Se si guarda bene, però, soprattutto nel ricamo delle donne, ci si imbatte presto in qualche imperfezione. Il difetto è benvenuto - e non è corretto - perché salva dal malocchio. Altrimenti un lavoro perfetto chissà quale gelosia misteriosa potrebbe suscitare. “Dell’uomo l’imperfezione è compagna!” la tradizione ancora insegna. Invece per la nostra cultura la perfezione è sempre ansiosamente ricercata, attesa e affinata. È come il punto di fuga verso cui un disegno o un’opera d’arte silenziosamente dirigono lo sguardo.

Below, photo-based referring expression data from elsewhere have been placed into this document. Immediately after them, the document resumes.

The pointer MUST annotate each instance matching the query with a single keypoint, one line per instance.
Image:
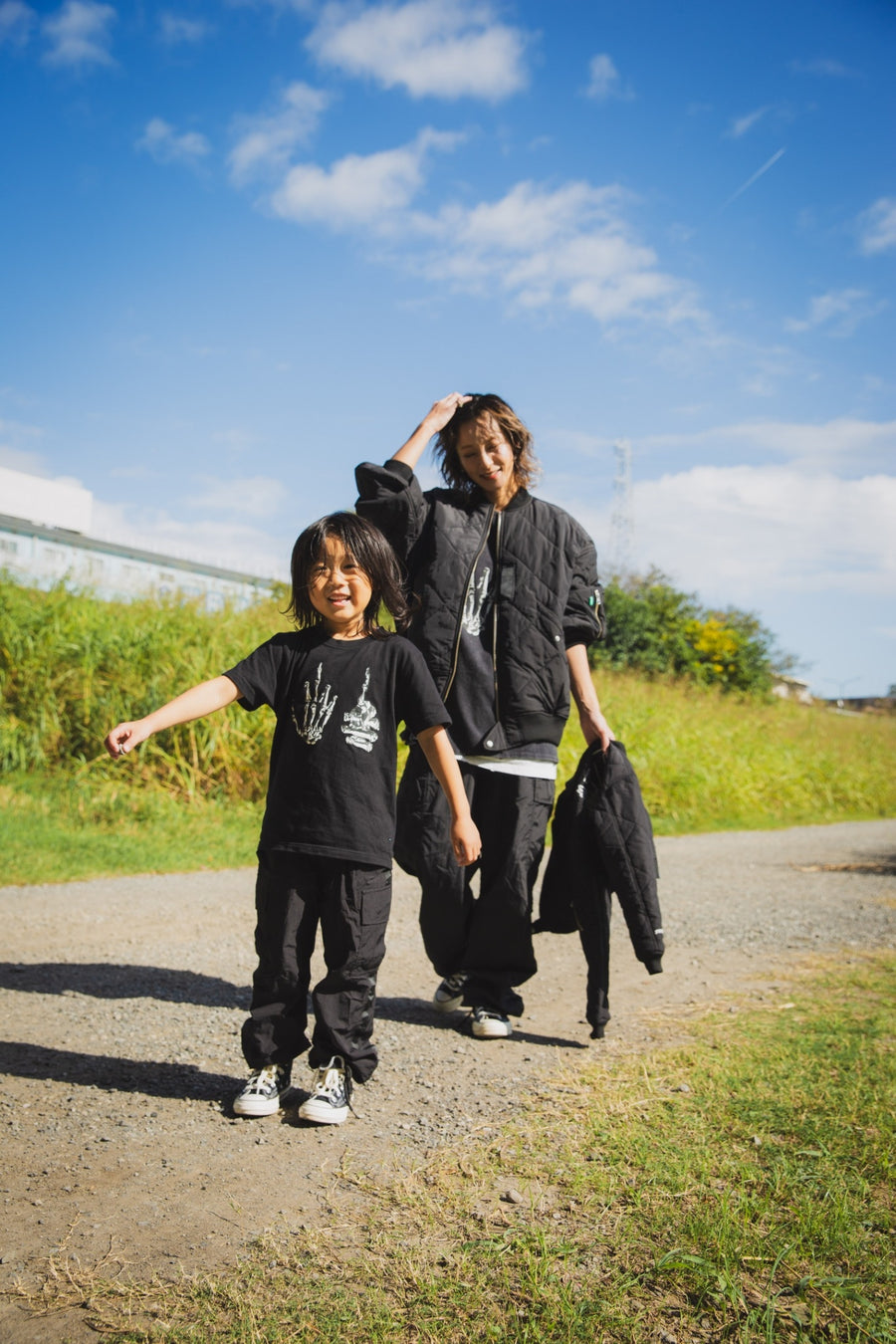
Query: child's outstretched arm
(192, 705)
(465, 837)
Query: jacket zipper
(495, 617)
(466, 588)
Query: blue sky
(246, 245)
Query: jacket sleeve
(583, 605)
(389, 496)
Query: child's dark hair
(481, 406)
(369, 550)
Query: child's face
(338, 590)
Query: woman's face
(487, 457)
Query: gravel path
(122, 1002)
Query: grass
(65, 828)
(72, 667)
(738, 1187)
(708, 761)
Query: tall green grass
(708, 761)
(72, 667)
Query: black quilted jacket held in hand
(602, 843)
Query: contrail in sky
(755, 176)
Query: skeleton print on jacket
(334, 757)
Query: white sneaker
(449, 997)
(262, 1091)
(331, 1098)
(491, 1025)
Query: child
(338, 687)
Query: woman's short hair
(362, 544)
(485, 405)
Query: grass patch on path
(738, 1187)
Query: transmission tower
(622, 517)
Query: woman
(507, 605)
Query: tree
(657, 629)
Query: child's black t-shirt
(334, 757)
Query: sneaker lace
(335, 1082)
(262, 1078)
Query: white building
(45, 540)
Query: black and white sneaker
(449, 997)
(489, 1025)
(331, 1098)
(262, 1091)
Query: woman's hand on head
(442, 410)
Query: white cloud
(751, 531)
(568, 246)
(358, 190)
(761, 172)
(161, 141)
(441, 49)
(229, 545)
(80, 34)
(845, 445)
(16, 22)
(176, 30)
(842, 310)
(604, 81)
(258, 496)
(265, 142)
(743, 123)
(879, 227)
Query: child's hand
(123, 738)
(465, 841)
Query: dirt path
(122, 1002)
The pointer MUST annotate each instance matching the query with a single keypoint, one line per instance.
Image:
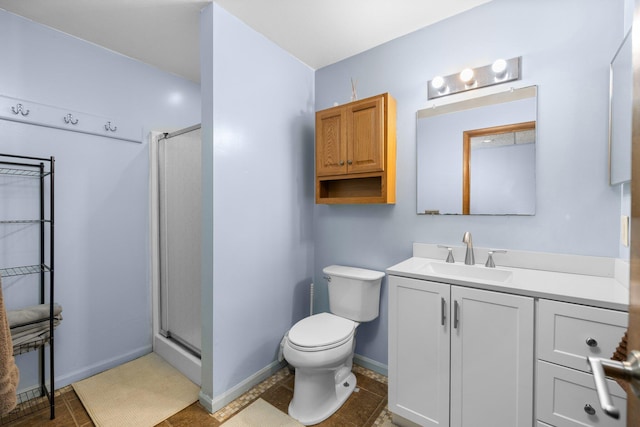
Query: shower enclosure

In tutto questo, i mondi si oppongono, ma gli uomini si incontrano. Oggi si rivela necessaria quell’arte del “saper negoziare”, dell’adattarsi al mondo dell’altro nella reciprocità. Arte difficile, quotidiana, soprattutto in una coppia, ma che può produrre capolavori di autentica creatività. Sì, degli esseri umani aperti, tolleranti, veri. Così, i due giovani, Irene e Mohammed mi nascondono, alla fine, un mezzo sorriso. Come sempre, Dio attende alla frontiera.